Neither ICQ nor the Yahoo Messenger Protocol encrypted the content of the communications. That meant that when we sent a message, it was transmitted across the Internet in the clear.
AOL's AIM desktop app made unencrypted connections to api.aim.net that transmitted unique "to" and "from" identifiers. Even if the NSA and GCHQ can't decrypt the content, the unencrypted unique identifiers could add to the agencies' vast trove of metadata charting the social connections of US and other citizens.
AOL and Mail.ru did not respond to requests for comment.
Google Hangouts, Skype, and Messages, on the other hand, used SSL encryption consistently. This is what we expected -- it's been reported previously, and Skype encryption has been studied in some detail -- and our tests confirmed it.
We acknowledge limitations to this test. We didn't evaluate the quality of the SSL cipher suite or its implementation. Nor did we test for certificate exploits. And we didn't test all clients; it's possible that the Windows client for AIM, for instance, behaves differently. (The protocol used by AIM supports unencrypted chats, so if you use a third-party client like Adium, be sure your privacy preferences under user accounts are set to enable encryption.)
We also didn't test mobile apps, though previous reports have pointed to some problems. A 2012 paper (PDF) presented at the Network and Distributed System Security Symposium said that Voypi, an iPhone messaging app, fails to use encryption.

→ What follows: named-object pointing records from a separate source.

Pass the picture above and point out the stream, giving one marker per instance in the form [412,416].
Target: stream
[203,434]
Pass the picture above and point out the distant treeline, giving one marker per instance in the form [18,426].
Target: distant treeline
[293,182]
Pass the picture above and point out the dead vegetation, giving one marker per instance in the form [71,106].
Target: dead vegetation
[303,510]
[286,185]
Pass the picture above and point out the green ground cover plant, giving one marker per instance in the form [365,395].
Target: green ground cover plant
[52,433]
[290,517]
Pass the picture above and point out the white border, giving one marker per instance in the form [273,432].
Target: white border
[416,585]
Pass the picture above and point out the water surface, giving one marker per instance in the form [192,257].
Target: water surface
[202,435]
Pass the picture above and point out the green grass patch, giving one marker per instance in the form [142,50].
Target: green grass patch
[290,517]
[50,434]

Thijs Alkemade, a computer science student and lead developer for the Adium instant messaging application, posted a Python script last fall to intercept WhatsApp messages. He warned users of WhatsApp, which Facebook subsequently bought for $16 billion:
You should assume that anyone who is able to eavesdrop on your WhatsApp connection is capable of decrypting your messages, given enough effort. You should consider all your previous WhatsApp conversations compromised. There is nothing a WhatsApp user can do about this but except to stop using it until the developers can update it.
An analysis of WhatsApp last week by information security firm Praetorian found encryption flaws, the company said, that "the NSA would love." WhatsApp has said it's fixing them.